The chapter shows that the government and society have abandoned its people, technological improvements and the riches from these improvements have mainly benefited the upper classes, a problem which the chapters, Legit.gov and Cash & Care, attempt to dismantle through advocating for government welfare schemes such as a standardised UBI. Such a scheme could drastically improve the quality of life for many individuals, poorer households will have enough cash to buy their children new clothes, which, in our modern world, are essential for a child to be properly socialised. At the same time, families with older children will be able to send their kids to University to increase social mobility. Young adults will be able to use this income on side projects and ventures they truly care about.

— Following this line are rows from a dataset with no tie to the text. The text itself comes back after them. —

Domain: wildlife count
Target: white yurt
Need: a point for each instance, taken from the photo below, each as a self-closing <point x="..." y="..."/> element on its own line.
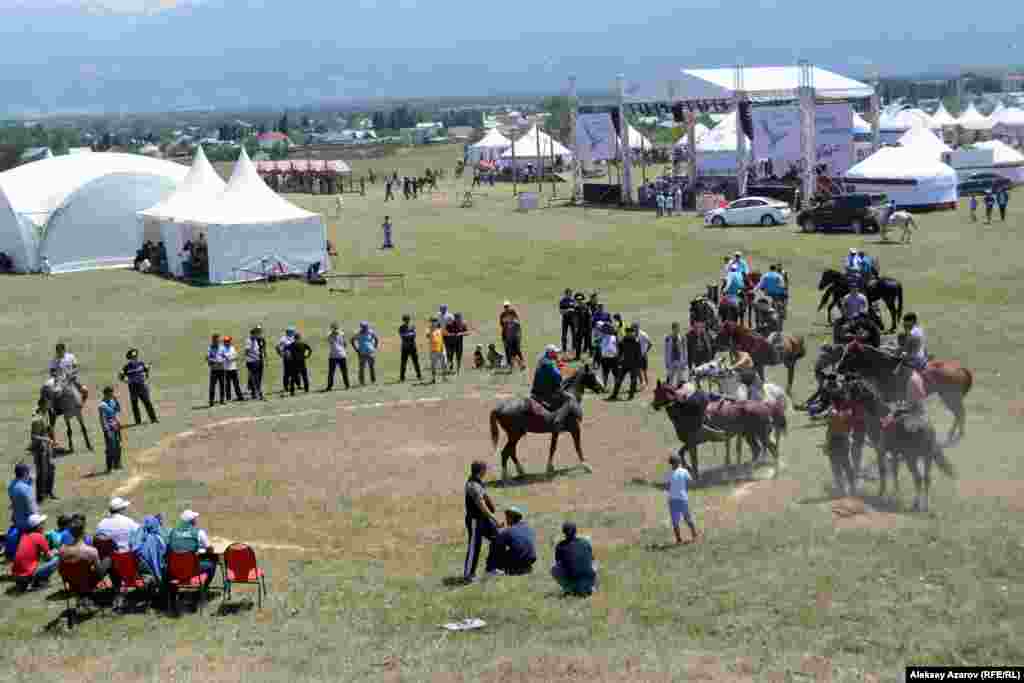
<point x="79" y="210"/>
<point x="491" y="147"/>
<point x="250" y="230"/>
<point x="912" y="179"/>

Yet there are supposed downsides to a UBI, for one, it is said that universal cash transfers could make people lazy, after all, why would you work if you already have money? Well, the truth is that people don’t just work for money, people find meaning in their work, it provides the structure with their lives, to evidence that UBI has little to no effect on unemployment, we can look at the US’ Alaska Permanent Fund, which, since 1982, has been given each Alaskan citizen $2000 per year and seems to have no effect on employment. However, the big issue with UBI is the fiscal cost. A UBI in America which would pay each American $1000 each month would approximately cost $3.9 trillion a year, which is the entire Federal Budget. Yet, a different UBI which gives more cash to poorer individuals could cost a more affordable $1.95 trillion dollars, but that would still require some severe changes in the American budget, especially when it comes to cutting spending for other welfare measures, the armed forces and maybe education.


Overall, Good Economics For Hard Times is truly a great read for anybody interested in Economics, the previously mentioned chapters flow brilliantly and Esther Duflo’s, as well as Abhijit V.Banjerjee’s willingness to challenge established economic presumptions, allows us to further delve into Economics as a science. Through asking more questions, we can find new answers to big problems, and in the process, we can potentially fix previous, so-called, Bad Economics and in its place, establish a new type of Economics, one which makes room for a much more humane and sustainable world.